As part of our high tunnel program results report to the NRCS, I decided to create a post with LOTS of pictures from this gardening season. We had a few setbacks early on this spring; health issues and a vehicle accident (no serious injury) caused a very late start on getting the high tunnels up and running. We didn’t get things planted till very late May and into June. But, we got ‘er done. Because we had to move soil for the house high tunnel (hht), we ended up with very sandy, rocky soil to plant in. That was a bit discouraging, but we followed the NRCS soil enhancement recommendations and hoped for the best. We rented a rototiller to incorporate the lime and fertilizer into the beds.
Craig Smith, Alaska State Agronomist, knows his stuff. Despite the late start in planting, the hht did pretty well. We planted potatoes, tomatoes, sugar snap peas, cucumbers, summer squash, a variety of herbs, purple snap beans and we had red and golden raspberries already on the site.
Coming up is a photo tour of our house high tunnel garden for 2015. Hope you enjoy it!

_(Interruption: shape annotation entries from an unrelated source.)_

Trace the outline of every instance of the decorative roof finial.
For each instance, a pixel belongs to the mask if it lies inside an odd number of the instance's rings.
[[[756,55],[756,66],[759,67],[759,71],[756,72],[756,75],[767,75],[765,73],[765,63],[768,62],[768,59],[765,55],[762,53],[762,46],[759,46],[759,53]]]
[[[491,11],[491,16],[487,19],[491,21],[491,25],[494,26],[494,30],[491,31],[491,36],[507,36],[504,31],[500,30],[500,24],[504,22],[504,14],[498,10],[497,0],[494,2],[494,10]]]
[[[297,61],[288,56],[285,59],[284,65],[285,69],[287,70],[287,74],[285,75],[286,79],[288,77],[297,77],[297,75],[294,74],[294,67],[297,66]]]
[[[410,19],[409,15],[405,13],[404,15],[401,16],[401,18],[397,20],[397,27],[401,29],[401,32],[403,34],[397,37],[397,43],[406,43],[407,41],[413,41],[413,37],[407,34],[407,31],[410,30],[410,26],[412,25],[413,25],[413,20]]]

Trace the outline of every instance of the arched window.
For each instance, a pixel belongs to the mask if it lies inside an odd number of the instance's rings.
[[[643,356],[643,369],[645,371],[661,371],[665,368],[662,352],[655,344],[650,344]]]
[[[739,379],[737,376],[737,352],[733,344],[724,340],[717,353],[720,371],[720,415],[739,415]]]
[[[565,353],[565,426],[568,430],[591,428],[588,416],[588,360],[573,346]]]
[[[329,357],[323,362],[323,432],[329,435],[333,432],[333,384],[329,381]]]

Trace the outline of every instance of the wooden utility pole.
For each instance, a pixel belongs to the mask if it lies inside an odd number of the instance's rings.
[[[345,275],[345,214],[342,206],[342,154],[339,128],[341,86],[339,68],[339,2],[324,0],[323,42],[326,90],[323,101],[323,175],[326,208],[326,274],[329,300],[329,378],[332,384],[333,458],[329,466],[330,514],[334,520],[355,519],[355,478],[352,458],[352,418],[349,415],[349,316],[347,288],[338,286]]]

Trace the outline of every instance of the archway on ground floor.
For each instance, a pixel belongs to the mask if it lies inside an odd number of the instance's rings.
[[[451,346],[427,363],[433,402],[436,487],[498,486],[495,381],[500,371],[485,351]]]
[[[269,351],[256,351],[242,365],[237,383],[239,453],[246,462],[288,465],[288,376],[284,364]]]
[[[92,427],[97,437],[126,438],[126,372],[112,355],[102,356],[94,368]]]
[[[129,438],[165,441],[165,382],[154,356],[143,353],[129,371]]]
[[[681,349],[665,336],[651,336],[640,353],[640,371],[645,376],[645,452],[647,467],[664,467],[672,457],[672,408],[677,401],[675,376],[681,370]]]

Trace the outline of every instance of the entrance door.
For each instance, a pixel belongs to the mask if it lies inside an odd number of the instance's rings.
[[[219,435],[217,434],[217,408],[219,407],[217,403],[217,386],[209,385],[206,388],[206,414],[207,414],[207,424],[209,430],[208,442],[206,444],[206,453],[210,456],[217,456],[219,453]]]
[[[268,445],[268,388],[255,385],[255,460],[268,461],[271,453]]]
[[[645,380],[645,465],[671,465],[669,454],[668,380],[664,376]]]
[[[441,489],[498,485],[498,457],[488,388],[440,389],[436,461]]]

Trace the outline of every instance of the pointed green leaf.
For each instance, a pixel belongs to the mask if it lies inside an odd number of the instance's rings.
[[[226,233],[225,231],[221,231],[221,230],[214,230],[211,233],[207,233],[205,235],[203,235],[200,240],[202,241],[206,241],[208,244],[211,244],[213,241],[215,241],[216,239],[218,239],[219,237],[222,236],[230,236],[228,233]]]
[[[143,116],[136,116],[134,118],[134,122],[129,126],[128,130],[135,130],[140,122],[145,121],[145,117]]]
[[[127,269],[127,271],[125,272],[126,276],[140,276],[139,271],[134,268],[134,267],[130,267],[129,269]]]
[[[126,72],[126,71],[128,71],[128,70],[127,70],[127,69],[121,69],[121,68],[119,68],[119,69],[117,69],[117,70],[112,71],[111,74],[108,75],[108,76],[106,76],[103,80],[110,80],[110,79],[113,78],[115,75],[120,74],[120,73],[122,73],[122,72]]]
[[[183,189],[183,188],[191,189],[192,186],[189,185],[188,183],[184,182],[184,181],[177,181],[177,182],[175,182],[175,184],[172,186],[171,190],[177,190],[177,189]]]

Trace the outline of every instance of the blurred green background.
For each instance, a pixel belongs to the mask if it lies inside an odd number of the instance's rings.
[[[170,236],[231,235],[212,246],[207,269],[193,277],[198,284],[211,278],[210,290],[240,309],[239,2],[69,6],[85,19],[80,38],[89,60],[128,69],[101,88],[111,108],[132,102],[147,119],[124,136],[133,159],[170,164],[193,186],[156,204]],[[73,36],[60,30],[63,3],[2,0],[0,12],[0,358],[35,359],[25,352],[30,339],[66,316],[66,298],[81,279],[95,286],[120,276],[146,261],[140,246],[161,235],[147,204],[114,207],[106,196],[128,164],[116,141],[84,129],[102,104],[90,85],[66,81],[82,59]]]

Early spring. The frame was finished fall, 2014, but beds are not moved yet.
Beds are redone in the right place. From the left, potatoes are up (Magic Molly, Peanut, and All Blue). The next bed (with the red frames) has Sun Gold tomatoes and one Stupice tomato plant. Past the tomatoes are a couple of cucumber plants, a bed of Calendula flowers, purple snap beans, four hills of summer squash, and raspberries. Next row (3rd from left) are herbs and sugar snap peas. The far right bed has potatoes; German Butterball, Party, Red, Peanut, and Yukon Gold.
Watering is a big issue with so much planted. Curt set up a drip irrigation system that runs from the pumphouse. We had two soaker hoses in each bed; will probably do three for each bed next year. You can see Curt working on the pea trellis in this photo and also see the potatoes on the far right bed. The green board you see running along the side of the hht is about 4-1/2 feet high. We have monster potato plants!
Potatoes on the left side. They’ve started sprawling from their weight and height, and they are blooming. I think potato blossoms are beautiful. (You cn see the side is rolled up about 2-1/2 feet for ventilation. We had no problems with overheating or mildew this year.) We also found that leaving some of the chickweed in the beds helped retain moisture. (a living mulch?) When I removed it, the dried out faster, so we started leaving it alone once the plants were big enough to not be choked out. I also use some of the weeds in herbal infusions.
Riley in the hht, potatoes on the left, Calendula on the right. Beans just behind the Calendula.
Sun Gold tomatoes. Best flavor ever!
Some of our herbs.
Couldn’t resist this shot. Parsley, sage, rosemary and thyme (along with lavender, tarragon and basil) (You’re singing now aren’t you?)
Leaf lettuce and basil. These were scattered throughout the hht.
Purple beans and raspberries.
Moving along to harvest. From the back, German Butterball, Party, Peanut, Red and Yukon Golds.
Other side. Some of the Peanuts and All Blue. (I do see a Magic Molly in there, too.)
How about these Red potatoes?
Some of the purple beans.
Using our loot! Roasted chicken with homegrown herbs, potatoes, and snap bean in the glass dish.
Tomatoes in various stages of ripening. The smaller are Sun Golds, and the larger are Stupice. Both yummy!
New potatoes. Peanuts and Magic Mollys
Homegrown salad with buttercrunch and Forellenschluss lettuce, baby carrtos, and SunGold tomatoes.
The perfect meal. Freshly caught and herb-grilled Red Salmon from the Talkeetna River, with yellow and purple potatoes.
The hht with the end and side open for ventilation. The horses mowing the grass.